Has DeepMind mechanized mathematical intuition?
What is human-level mathematics? Part 2: correlation and gradient saliency
The awareness that they are about to make the continuum of history explode is characteristic of the revolutionary classes at the moment of their action.
(Walter Benjamin, Theses on the Philosophy of History, XV)
The continuum of history and the continuum of personal time unfold in a common universe but their structures are so distinct that the single word “time” seems inadequate to account for both.1 Nothing exploded when I put off brushing my teeth, for two hours of my personal time on the morning of December 2, 2021, in the agitation of reading the articles in the press that appeared simultaneously to announce the news that, as one headline put it, “Maths researchers hail breakthrough in applications of artificial intelligence.” The headlines themselves did announce an explosion in the continuum of history, but that’s what headlines are meant to do; this is one way to delineate the “awareness” of the media.

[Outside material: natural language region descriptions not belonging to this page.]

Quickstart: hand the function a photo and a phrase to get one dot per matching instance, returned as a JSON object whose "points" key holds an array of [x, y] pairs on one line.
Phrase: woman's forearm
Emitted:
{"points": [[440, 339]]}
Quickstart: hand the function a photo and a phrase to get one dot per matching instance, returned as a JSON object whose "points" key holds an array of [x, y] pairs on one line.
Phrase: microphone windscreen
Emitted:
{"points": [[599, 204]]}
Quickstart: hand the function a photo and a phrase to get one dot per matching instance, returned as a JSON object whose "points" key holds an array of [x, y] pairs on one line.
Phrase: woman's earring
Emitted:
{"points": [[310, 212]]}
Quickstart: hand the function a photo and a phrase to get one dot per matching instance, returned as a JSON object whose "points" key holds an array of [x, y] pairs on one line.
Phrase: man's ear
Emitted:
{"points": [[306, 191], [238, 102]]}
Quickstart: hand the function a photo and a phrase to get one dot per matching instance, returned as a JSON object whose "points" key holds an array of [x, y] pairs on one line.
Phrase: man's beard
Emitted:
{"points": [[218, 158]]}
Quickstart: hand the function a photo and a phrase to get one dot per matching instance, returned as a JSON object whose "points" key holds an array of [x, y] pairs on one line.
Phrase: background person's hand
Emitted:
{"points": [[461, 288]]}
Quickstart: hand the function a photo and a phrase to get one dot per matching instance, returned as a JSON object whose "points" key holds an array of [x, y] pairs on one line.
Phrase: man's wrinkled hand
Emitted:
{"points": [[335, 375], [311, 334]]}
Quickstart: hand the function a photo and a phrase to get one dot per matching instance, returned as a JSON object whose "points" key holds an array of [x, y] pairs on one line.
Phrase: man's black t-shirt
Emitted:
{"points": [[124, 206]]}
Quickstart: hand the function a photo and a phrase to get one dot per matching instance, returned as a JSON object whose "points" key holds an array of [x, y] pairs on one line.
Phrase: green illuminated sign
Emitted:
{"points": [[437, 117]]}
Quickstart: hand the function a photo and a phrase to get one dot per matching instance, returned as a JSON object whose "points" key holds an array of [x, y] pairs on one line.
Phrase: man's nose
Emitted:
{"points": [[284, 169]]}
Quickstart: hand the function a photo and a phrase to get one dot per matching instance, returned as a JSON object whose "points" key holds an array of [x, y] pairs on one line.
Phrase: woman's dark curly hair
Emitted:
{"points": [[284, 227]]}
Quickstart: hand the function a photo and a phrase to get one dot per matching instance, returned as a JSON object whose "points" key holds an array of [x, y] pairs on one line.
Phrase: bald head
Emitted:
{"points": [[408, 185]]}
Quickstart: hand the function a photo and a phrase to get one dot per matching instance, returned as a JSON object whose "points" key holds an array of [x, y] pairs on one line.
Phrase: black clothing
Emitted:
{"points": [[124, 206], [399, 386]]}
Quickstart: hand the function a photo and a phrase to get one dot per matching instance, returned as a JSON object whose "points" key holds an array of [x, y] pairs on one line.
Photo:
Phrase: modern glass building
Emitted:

Part I of this essay ended in 1892, with Klara 1.0 doing her best to answer Poincaré’s questions as he struggled to decide whether
two surfaces with the same Betti numbers always have the same group?
(Poincaré used the word “surface” for what we now call a manifold.) We now know the answer to this question — in fact, Poincaré answered the question one page later, in the negative — and a “strong semantic search engine” of the kind Christian Szegedy of Google is hoping to develop would know how to find the answer in the collected works of all the mathematicians who have ever lived, stored as a massive database. Just now Siri failed to report the answer when I asked Poincaré’s question, although she did provide the results of a Google search that proved that she recognized the relevant keywords — not any better than what I would have found myself if I didn’t already know the answer, but pretty impressive nonetheless.
A few weeks ago I saw a “snapshot” document listing current programs at nine mathematical institutes in the US, Canada, and England. The word “data” appears in seven titles, the word “number” exactly once. Poincaré’s question was not inspired by vacuuming up all the data generated by the history of mathematics but by a single data point:
We know that two closed two-dimensional manifolds with the same Betti numbers are homeomorphic.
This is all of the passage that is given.